Tsunami Evacuation Route

I would say that the beach was not very impressive. Perhaps I have higher expectation of beaches in Japan than those in Singapore :-P. The signage for the warning of Tsunami have me worried a bit. They noted down the procedure of spotting and evacuating from a Tsunami.I wondered how would I react when there was a Tsunami attack. It was very difficult to imagine what was the mindset of the people residing near the sea here with the genuine potential Tsunami threat everyday.

View from Inamuragasaki Park

The Inamuragasaki Park was a place to admire and capture beautiful photographs of Mount Fuji. It was hidden from sight but we still chose to rest on the many benches around to enjoy the sea breeze. I could only use my imagination how the scene would look like on a good day. I looked into the distance, hoping for the faintest of hope that the sky would suddenly clear up a bit for me to catch a glimpse of the sacred mountain.

Self Photo at Inamuragasaki Park
Plaque indicating Mount Fuji Scenic View Spot

Though not able to accomplish the objective of coming here, I was still glad I have made it to this place. Mount Fuji is well-known for it's shyness. It always take a a mix of luck and timing to witness it's glamor. Perhaps I will have better fortune next time :-) This would be our last stop at Kamakura. My family and I have enjoyed every bit of our time here. Thank you, Kamakura! Good bye, Kamakura!

Mount Fuji missing between Enoshima and Main Land

Sunday, 28 September 2014

Day Trip at Kamakura (Part 3)-The Daibutsu, Great Buddha of Kamakura

The Great Buddha of Kamakura
One of the main reasons I came to Kamakura was to see the famous Daibutsu at Kotokuin Temple. In Japan, Daibutsu means "Great Buddha". The 13.35 meter bronze sitting Buddha is the second largest in Japan. For the Japanese, the Daibutsu is considered a legend as it has survived multiple disasters and wars for centuries since it was cast in 1252. The temples that housed the Daibutsu were destroyed thus leaving it in the open.

Front gate of Kotokuin Temple
Picture Map of Kotokuin Temple compound
From Hase-dera temple, it was just a 5 minutes stroll to Kotokuin temple. Visitors would always plan to visit these two temples together since they are in such close distance. It was around 4 pm when I reached the temple but we still could see that it was packed with people. We paid the entrance fee (200 Yen per adult) and proceeded straight into the temple compound.

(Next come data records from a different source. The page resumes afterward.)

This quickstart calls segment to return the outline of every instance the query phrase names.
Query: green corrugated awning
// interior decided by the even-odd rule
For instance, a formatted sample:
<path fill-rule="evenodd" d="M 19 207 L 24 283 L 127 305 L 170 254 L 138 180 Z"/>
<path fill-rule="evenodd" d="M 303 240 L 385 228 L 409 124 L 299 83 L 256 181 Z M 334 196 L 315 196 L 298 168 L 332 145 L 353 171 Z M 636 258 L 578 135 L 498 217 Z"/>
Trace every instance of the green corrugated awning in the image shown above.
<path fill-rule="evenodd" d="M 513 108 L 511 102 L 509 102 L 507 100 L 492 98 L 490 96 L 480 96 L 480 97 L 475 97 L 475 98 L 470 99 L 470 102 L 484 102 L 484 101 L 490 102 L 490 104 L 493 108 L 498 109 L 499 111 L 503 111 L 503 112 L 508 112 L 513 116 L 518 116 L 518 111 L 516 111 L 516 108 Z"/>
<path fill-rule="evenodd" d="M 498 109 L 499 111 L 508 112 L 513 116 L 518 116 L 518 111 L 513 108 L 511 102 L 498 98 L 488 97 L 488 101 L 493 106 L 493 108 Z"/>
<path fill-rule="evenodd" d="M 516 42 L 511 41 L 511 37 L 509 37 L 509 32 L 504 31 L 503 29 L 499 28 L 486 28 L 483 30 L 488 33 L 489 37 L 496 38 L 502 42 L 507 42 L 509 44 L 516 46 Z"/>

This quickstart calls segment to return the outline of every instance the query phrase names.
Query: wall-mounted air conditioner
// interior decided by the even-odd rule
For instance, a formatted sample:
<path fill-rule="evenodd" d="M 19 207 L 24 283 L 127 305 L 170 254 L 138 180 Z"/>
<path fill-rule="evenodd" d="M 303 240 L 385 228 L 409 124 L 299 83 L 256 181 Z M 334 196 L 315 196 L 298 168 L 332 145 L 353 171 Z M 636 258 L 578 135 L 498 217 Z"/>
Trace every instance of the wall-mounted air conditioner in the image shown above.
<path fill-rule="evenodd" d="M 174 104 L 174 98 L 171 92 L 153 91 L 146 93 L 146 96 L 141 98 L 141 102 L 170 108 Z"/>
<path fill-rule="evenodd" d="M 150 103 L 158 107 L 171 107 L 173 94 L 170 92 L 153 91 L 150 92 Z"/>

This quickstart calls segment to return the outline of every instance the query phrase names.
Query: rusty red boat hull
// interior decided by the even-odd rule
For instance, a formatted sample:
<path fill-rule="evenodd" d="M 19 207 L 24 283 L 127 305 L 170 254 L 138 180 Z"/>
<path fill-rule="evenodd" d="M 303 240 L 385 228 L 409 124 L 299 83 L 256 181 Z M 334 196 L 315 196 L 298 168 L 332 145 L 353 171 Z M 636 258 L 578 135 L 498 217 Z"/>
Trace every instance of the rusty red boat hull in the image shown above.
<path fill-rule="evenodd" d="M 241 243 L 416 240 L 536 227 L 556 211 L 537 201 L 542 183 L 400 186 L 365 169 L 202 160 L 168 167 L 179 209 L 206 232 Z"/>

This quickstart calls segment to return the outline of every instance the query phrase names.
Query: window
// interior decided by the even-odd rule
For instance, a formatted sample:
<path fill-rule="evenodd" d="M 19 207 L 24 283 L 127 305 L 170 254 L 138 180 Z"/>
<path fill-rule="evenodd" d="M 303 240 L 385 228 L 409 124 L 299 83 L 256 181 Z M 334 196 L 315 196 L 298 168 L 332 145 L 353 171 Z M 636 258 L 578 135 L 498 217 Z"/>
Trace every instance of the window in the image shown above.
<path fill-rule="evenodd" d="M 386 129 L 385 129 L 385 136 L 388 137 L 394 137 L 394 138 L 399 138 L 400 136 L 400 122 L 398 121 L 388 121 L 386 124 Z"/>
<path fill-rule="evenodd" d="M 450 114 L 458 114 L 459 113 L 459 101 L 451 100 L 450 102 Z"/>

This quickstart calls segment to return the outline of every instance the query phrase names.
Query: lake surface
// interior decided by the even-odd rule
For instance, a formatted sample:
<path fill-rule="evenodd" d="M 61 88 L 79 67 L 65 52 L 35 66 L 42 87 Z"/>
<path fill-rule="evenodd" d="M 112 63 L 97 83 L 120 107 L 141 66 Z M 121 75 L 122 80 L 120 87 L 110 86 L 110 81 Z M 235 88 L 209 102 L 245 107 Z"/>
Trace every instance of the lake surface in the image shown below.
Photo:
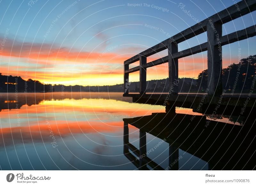
<path fill-rule="evenodd" d="M 0 109 L 1 170 L 137 169 L 124 155 L 123 119 L 165 112 L 163 106 L 133 103 L 114 93 L 2 93 Z M 176 112 L 203 116 L 188 109 L 176 108 Z M 243 125 L 228 116 L 214 120 Z M 139 149 L 140 129 L 128 127 L 129 143 Z M 154 150 L 147 156 L 169 169 L 171 144 L 146 135 L 147 151 Z M 210 168 L 207 162 L 182 149 L 178 155 L 176 169 Z"/>

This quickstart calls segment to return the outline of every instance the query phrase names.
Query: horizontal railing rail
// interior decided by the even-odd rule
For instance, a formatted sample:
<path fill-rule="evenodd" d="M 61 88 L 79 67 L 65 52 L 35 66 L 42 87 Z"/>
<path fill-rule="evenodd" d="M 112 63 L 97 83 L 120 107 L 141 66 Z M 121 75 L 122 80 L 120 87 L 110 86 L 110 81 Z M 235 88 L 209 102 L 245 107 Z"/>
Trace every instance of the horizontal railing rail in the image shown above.
<path fill-rule="evenodd" d="M 167 62 L 169 88 L 172 89 L 169 92 L 177 94 L 178 85 L 173 83 L 178 77 L 178 59 L 205 51 L 207 51 L 208 94 L 212 96 L 221 94 L 222 53 L 220 47 L 256 35 L 256 25 L 254 25 L 222 36 L 222 25 L 255 10 L 255 0 L 242 1 L 126 60 L 124 62 L 124 94 L 129 94 L 130 73 L 140 71 L 140 93 L 143 94 L 146 93 L 147 68 Z M 179 43 L 205 32 L 207 42 L 178 51 Z M 147 57 L 166 49 L 168 56 L 147 63 Z M 139 66 L 129 68 L 129 65 L 138 61 L 140 61 Z"/>

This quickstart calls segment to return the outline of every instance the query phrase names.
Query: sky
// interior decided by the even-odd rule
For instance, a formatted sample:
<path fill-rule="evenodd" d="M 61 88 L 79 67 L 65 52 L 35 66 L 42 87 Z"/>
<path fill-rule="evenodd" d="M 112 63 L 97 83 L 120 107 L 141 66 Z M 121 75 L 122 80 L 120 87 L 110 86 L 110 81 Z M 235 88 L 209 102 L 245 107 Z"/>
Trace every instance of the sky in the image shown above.
<path fill-rule="evenodd" d="M 124 61 L 197 23 L 184 10 L 200 21 L 234 4 L 232 0 L 2 0 L 0 73 L 52 84 L 122 83 Z M 222 35 L 254 25 L 256 16 L 253 12 L 224 24 Z M 206 33 L 179 43 L 179 51 L 206 42 Z M 256 38 L 223 47 L 223 67 L 256 54 Z M 164 50 L 147 62 L 167 54 Z M 179 59 L 179 77 L 197 78 L 207 68 L 207 54 Z M 148 68 L 147 80 L 166 78 L 167 70 L 168 63 Z M 139 80 L 138 72 L 130 77 L 130 81 Z"/>

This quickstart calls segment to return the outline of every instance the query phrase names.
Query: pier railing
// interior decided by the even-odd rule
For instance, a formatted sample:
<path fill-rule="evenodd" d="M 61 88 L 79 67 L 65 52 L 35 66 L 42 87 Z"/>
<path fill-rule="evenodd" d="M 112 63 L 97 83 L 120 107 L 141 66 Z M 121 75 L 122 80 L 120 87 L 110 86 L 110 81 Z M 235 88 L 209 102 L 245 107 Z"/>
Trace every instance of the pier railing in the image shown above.
<path fill-rule="evenodd" d="M 255 0 L 244 0 L 209 17 L 198 23 L 134 56 L 124 62 L 124 95 L 129 94 L 129 74 L 140 71 L 140 93 L 146 93 L 147 69 L 168 62 L 169 88 L 172 94 L 178 93 L 178 60 L 207 50 L 208 95 L 220 95 L 222 92 L 222 50 L 225 45 L 256 35 L 256 25 L 222 36 L 222 25 L 256 9 Z M 207 32 L 207 42 L 178 52 L 178 44 Z M 147 62 L 147 57 L 168 49 L 168 55 Z M 140 65 L 129 68 L 129 65 L 139 61 Z"/>

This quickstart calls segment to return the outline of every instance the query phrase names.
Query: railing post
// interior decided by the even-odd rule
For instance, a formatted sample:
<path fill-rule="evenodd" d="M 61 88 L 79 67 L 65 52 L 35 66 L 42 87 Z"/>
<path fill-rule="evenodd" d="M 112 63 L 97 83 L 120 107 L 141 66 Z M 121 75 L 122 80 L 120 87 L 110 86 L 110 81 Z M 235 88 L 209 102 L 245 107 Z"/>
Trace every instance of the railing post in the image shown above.
<path fill-rule="evenodd" d="M 125 71 L 129 69 L 129 64 L 124 64 L 124 93 L 128 94 L 129 93 L 129 73 L 126 73 Z"/>
<path fill-rule="evenodd" d="M 140 93 L 146 93 L 147 85 L 147 58 L 140 56 Z"/>
<path fill-rule="evenodd" d="M 219 38 L 222 35 L 220 23 L 209 21 L 207 25 L 207 86 L 208 94 L 219 95 L 222 92 L 222 47 Z"/>
<path fill-rule="evenodd" d="M 146 132 L 140 130 L 140 169 L 143 169 L 147 167 L 147 163 L 144 158 L 147 156 L 147 138 Z"/>
<path fill-rule="evenodd" d="M 168 42 L 168 65 L 169 70 L 169 94 L 175 94 L 179 91 L 178 59 L 172 58 L 172 54 L 178 51 L 178 45 L 170 40 Z"/>

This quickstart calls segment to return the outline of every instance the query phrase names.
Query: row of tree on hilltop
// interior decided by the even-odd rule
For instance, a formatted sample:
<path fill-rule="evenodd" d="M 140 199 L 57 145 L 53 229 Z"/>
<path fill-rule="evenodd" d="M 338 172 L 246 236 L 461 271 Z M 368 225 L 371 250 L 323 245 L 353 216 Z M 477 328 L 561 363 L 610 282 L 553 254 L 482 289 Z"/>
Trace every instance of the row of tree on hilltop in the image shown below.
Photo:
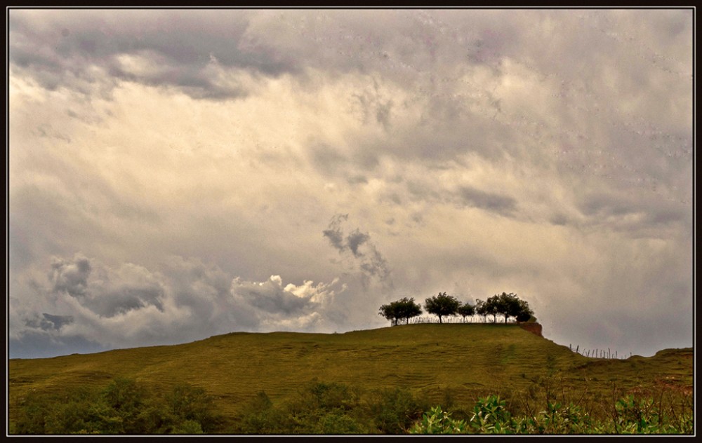
<path fill-rule="evenodd" d="M 475 305 L 468 301 L 461 303 L 456 297 L 446 295 L 446 292 L 439 292 L 439 295 L 424 301 L 424 308 L 430 314 L 437 315 L 439 323 L 443 322 L 444 317 L 450 315 L 461 315 L 464 320 L 466 317 L 476 314 L 485 318 L 492 315 L 495 322 L 497 322 L 497 316 L 502 315 L 506 323 L 510 318 L 514 318 L 517 322 L 525 322 L 534 315 L 526 301 L 512 292 L 496 294 L 484 301 L 478 299 Z M 392 326 L 407 324 L 410 318 L 421 313 L 422 307 L 414 302 L 414 298 L 407 297 L 381 306 L 378 312 L 389 320 Z"/>

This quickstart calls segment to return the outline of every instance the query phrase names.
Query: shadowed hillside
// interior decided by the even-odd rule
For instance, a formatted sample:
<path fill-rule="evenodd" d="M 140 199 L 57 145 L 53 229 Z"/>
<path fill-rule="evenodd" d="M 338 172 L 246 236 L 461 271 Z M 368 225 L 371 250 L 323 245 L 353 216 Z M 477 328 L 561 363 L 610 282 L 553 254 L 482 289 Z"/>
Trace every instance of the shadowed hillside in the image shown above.
<path fill-rule="evenodd" d="M 178 383 L 204 388 L 231 418 L 258 393 L 280 401 L 313 380 L 362 390 L 399 387 L 439 402 L 450 392 L 479 395 L 527 388 L 544 380 L 595 397 L 654 388 L 691 389 L 692 350 L 651 357 L 589 358 L 517 324 L 408 325 L 345 334 L 234 332 L 187 344 L 46 359 L 11 360 L 13 405 L 30 390 L 104 386 L 116 376 L 166 391 Z M 549 388 L 546 387 L 545 388 Z"/>

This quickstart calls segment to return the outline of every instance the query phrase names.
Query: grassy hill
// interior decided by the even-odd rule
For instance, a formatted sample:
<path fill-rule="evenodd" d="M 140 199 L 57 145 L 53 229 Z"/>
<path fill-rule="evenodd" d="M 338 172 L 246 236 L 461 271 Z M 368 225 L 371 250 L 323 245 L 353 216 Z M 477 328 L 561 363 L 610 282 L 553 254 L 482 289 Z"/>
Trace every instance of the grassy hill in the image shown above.
<path fill-rule="evenodd" d="M 362 390 L 409 388 L 435 404 L 447 392 L 472 404 L 490 393 L 514 397 L 530 386 L 593 401 L 661 387 L 691 391 L 692 349 L 651 357 L 586 357 L 517 324 L 408 325 L 345 334 L 234 332 L 193 343 L 9 361 L 13 406 L 30 390 L 104 386 L 117 376 L 167 390 L 204 388 L 234 417 L 265 391 L 274 402 L 313 380 Z"/>

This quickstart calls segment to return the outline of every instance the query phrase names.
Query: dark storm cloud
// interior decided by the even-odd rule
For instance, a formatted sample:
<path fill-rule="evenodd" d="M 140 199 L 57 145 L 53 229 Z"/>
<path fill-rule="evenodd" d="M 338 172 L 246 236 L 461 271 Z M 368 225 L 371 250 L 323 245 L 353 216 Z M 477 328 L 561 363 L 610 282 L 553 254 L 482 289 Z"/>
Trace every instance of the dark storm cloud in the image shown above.
<path fill-rule="evenodd" d="M 516 200 L 508 196 L 486 192 L 470 186 L 461 186 L 458 191 L 461 202 L 466 206 L 509 215 L 517 208 Z"/>
<path fill-rule="evenodd" d="M 275 277 L 262 283 L 237 278 L 232 283 L 232 292 L 237 299 L 256 308 L 262 316 L 290 316 L 313 312 L 318 304 L 311 301 L 311 297 L 298 297 L 286 290 L 281 283 Z"/>
<path fill-rule="evenodd" d="M 91 270 L 90 261 L 81 255 L 77 255 L 73 260 L 57 257 L 51 261 L 49 279 L 53 283 L 54 291 L 65 291 L 72 297 L 84 296 Z"/>
<path fill-rule="evenodd" d="M 586 193 L 578 203 L 581 212 L 588 217 L 590 222 L 607 223 L 633 235 L 639 231 L 654 229 L 691 228 L 690 208 L 675 200 L 660 198 L 644 200 L 616 192 Z"/>
<path fill-rule="evenodd" d="M 90 279 L 93 271 L 90 260 L 77 254 L 72 260 L 55 258 L 49 279 L 54 292 L 65 292 L 79 299 L 81 305 L 100 317 L 114 317 L 148 305 L 163 311 L 164 290 L 159 282 L 144 275 L 143 270 L 130 267 L 123 270 L 115 278 L 107 270 L 100 269 L 95 278 Z"/>
<path fill-rule="evenodd" d="M 245 35 L 249 15 L 244 11 L 122 10 L 105 15 L 15 10 L 10 13 L 9 60 L 48 89 L 87 92 L 92 83 L 109 88 L 122 79 L 173 86 L 196 98 L 236 97 L 248 91 L 220 83 L 208 67 L 272 76 L 293 69 L 284 54 Z M 147 63 L 148 69 L 131 69 L 125 56 Z M 113 78 L 95 77 L 94 67 Z"/>
<path fill-rule="evenodd" d="M 42 355 L 51 343 L 55 355 L 81 344 L 91 352 L 172 344 L 232 330 L 314 329 L 327 321 L 324 313 L 337 292 L 345 290 L 345 285 L 335 287 L 337 280 L 284 285 L 272 275 L 247 281 L 178 256 L 166 257 L 155 271 L 132 264 L 112 268 L 77 254 L 55 259 L 48 277 L 44 287 L 38 280 L 14 287 L 13 306 L 43 300 L 45 311 L 37 312 L 29 301 L 13 313 L 13 358 Z"/>
<path fill-rule="evenodd" d="M 371 236 L 357 228 L 346 235 L 342 224 L 348 220 L 348 214 L 338 214 L 331 218 L 327 229 L 322 235 L 339 252 L 352 262 L 354 267 L 367 277 L 385 281 L 390 275 L 388 261 L 371 241 Z"/>
<path fill-rule="evenodd" d="M 73 322 L 71 315 L 52 315 L 43 313 L 41 317 L 35 316 L 33 318 L 25 320 L 25 325 L 29 327 L 40 329 L 44 331 L 50 329 L 60 329 L 64 325 Z"/>

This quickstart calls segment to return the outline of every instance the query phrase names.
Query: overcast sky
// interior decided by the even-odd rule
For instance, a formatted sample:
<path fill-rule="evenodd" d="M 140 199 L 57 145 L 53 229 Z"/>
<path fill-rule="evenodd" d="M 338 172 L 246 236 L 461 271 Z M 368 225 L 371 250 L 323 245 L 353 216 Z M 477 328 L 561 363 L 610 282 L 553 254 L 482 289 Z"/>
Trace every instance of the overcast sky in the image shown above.
<path fill-rule="evenodd" d="M 383 327 L 439 292 L 691 346 L 692 19 L 11 9 L 10 356 Z"/>

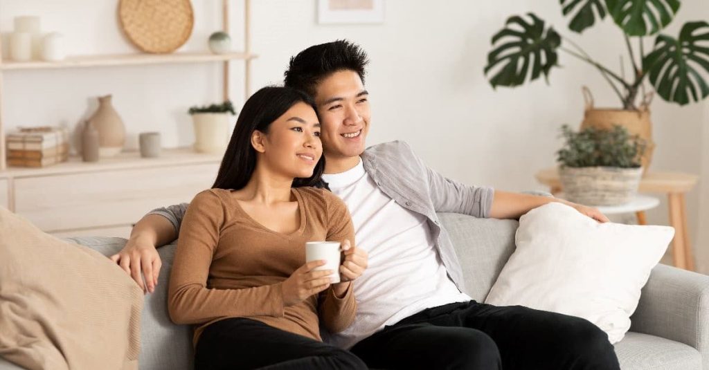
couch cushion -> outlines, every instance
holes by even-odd
[[[143,301],[101,254],[0,207],[0,356],[28,369],[138,369]]]
[[[125,245],[121,237],[72,237],[76,243],[97,250],[105,256],[119,252]],[[177,243],[177,242],[175,242]],[[162,262],[155,291],[145,296],[140,327],[140,355],[138,364],[145,370],[193,369],[192,330],[178,325],[167,315],[167,281],[177,244],[158,248]]]
[[[484,301],[515,250],[518,222],[459,213],[438,213],[438,217],[455,246],[465,293],[478,302]]]
[[[623,370],[702,369],[702,357],[699,352],[674,340],[628,332],[615,347]]]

Family Photo with Daibutsu
Daibutsu with Japanese Children
I could not really explain my feeling when I set eyes on the Great Buddha of Kamakura. I have read all about it's history and see it in the tour guides and internet but nothing beat seeing the real presence itself. It was strange that the temple was supposed to be a ground of tranquility but now overflowed with tourists due to the Daibutsu's influence. I came across an article that there are plans in a certain country to build more larger, higher and imposing Buddha statues. The main reason is to draw in the crowd and generate profits. To me, those are only empty shells and act against the Buddhists' belief. I will certainly not visit them.

Daibutsu & Paulo
Daibutsu & Alison
Daibutsu & Charlotte

The setup of the Kotokuin temple was very simple compared to the rest of the temples I visited. The Daibutsu statue was situated in the center of a large square compound. It was fronted by a small main gate. At the back of the temple lied a small shrine. The whole temple itself was situated in a forest. I could only imagine how serene and peaceful this environment would look after the temple closing hours.
I walked close to the Daibutsu and observed him from close proximity. The expression of the Buddha emitted a sense of kindness and peacefulness. He was seated in a meditation stance, oblivious to the noisy crowd around him. For centuries, he has watched over Kamakura and protected it's people. In return, the believers continued to visit and pay respect to him.

Small shrine at temple back

The crowd dwindled when the closing hours of the temple approached. We continued to hang around, admiring the Buddha and at the same time, rested our legs after a day of continuous walking. When it was time to go, I took one hard look at the Daibutsu again. Perhaps I would be back someday to visit him again.